Or, les glaciers des Andes mendocines ont amorcé un important retrait depuis le milieu des années 1970, laissant planer la menace d'un changement de régime hydrologique des cours qui descendent de la Cordillère (COSSART, E., LE GALL, J., 2008). Ces derniers, en passant

70 Citation extraite de l'avant-propos du numéro 239 des Cahiers d'Outre-Mer (cf. Bibliographie)

d'un régime glaciaire à un régime nival verraient leur pic des hautes eaux s'atténuer, la superficie englacée se réduisant, et leur période des hautes eaux devenir plus précoce, l'élévation des températures provoquant un raccourcissement de la saison hivernale ainsi qu'une augmentation des précipitations liquides au détriment des précipitations solides (LÓPEZ, P.M., SCHUMACHER M.C., VICH, A.J., 2007). En outre, le changement de régime hydrologique des cours d'eau andins engendrerait un décalage entre les besoins hydriques des cultures et la disponibilité de la ressource en eau qui jusque-là coïncidait avec la saison végétative. Cette évolution pose avec insistance la question de la durabilité de la ressource en eau pour les oasis qui, comme celle de Valle de Uco, ne disposent pas de barrage de retenue pour en assurer la redistribution spatio-temporelle.

Malgré sa position géographique privilégiée pour capter l'eau du Río Tunuyán et des petits cours d'eau qui descendent de la Cordillère, l'Oasis de Valle de Uco est la seule oasis à se situer à l'amont d'un barrage de retenue. Il s'agit donc de l'oasis la plus « vulnérable » (BRKLACICH, M., 2006) à l'hypothèse d'un changement de régime hydrologique des cours d'eau qui affecterait tant l'eau superficielle que l'eau souterraine. Ces dernières constituent en effet une seule et même ressource, l'eau de fonte nivo-glaciaire, étant donné que la recharge de l'aquifère dépend des pertes par infiltration des cours d'eau superficiels. Une seule et même ressource donc, mais que se partagent deux accès à l'eau : l'un, gravitaire et fondé sur la proximité physique du cours d'eau, est un héritage du système d'irrigation mis en place par les Indiens Huarpes ; l'autre, que l'innovation technologique en matière d'irrigation a affranchi des lois gravité, est né de l'ouverture de la province à la mondialisation pour financer la reconversion de son vignoble vers un vin de qualité.

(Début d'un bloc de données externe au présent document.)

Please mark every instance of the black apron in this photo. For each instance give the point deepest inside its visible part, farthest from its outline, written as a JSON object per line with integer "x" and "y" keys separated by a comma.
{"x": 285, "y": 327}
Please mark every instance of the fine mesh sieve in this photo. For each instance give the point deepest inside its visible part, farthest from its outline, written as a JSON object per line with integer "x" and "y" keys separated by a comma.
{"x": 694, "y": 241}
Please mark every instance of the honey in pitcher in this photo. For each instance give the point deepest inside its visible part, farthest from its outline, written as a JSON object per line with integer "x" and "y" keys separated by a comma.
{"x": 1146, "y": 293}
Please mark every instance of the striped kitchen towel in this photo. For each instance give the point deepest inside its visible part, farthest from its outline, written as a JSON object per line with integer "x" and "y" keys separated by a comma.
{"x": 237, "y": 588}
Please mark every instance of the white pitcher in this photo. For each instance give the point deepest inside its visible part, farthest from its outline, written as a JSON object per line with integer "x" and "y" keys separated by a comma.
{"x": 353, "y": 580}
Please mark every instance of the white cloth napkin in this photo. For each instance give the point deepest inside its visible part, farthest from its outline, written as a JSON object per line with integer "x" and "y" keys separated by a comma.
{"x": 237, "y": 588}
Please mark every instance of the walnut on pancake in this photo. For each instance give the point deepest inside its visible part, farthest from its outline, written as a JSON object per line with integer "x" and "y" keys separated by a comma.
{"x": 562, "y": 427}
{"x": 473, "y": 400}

L'objet d'étude de ce mémoire étant la gestion de l'eau, il s'agissait d'appréhender les défis que posent le réchauffement climatique et la mondialisation à la gestion de la ressource en eau dans l'Oasis de Valle de Uco. En outre, il s'agissait de comprendre dans quelles mesure une gestion de l'eau basée sur l'offre peut-elle continuer à fonctionner alors que cette dernière

pourrait à l'avenir diminuer sous l'effet du réchauffement climatique. Car, si l'analyse statistique des débits mensuels du Río Tunuyán entre 1954 et 2004 n'a pas permis d'y déceler la moindre trace du passage d'un régime glaciaire à un régime nival, la variabilité des débits liée au phénomène ENSO étant supérieure à celle liée du réchauffement climatique et du retrait des glaciers, cela ne veut pas dire pour autant que ce cours d'eau soit à l'abri d'un changement de régime hydrologique dans les années à venir : les recherches menées par VILLALBA, R. sur le Río Atuel, présentées le 4 décembre 2008 lors des IV Jornadas de Actualización en Riego y Fertiriego71 , ont dores et déjà montré le changement de régime hydrologique de ce cours d'eau. Il s'agissait également de mesurer les conséquences de la mondialisation sur l'agriculture irriguée d'un pays en voie de développement, en se posant la question de savoir si le développement d'une activité créatrice de richesses, en liaison avec les marchés mondiaux, diminue ou exacerbe les inégalités entre les habitants, anciens et nouveaux, d'un même territoire. Pour ce faire, il fallut retrouver les « gagnants » et les « perdants » de la reconversion du vignoble vers la qualité à travers leur accès à l'eau et les distinguer d'après les transformations socio-économiques qui en sont issues pour saisir pourquoi les « gagnants » gagnent et pourquoi les « perdants » perdent (CHALEARD J.-L., MESCLIER E., 2006).

L'étude de la gestion de l'eau dans le système d'irrigation hérité des Indiens Huarpes a montré qu'il s'agissait d'une gestion administrative et étatique, basée sur l'offre en eau de fonte nivo-glaciaire, et dont les modalités d'un autre temps ne sont plus adaptées à une économie agricole qui, désormais libérée de sa « tutelle agro-directoriale » (RUF, Th., 2000), doit davantage économiser la ressource que la « gaspiller ».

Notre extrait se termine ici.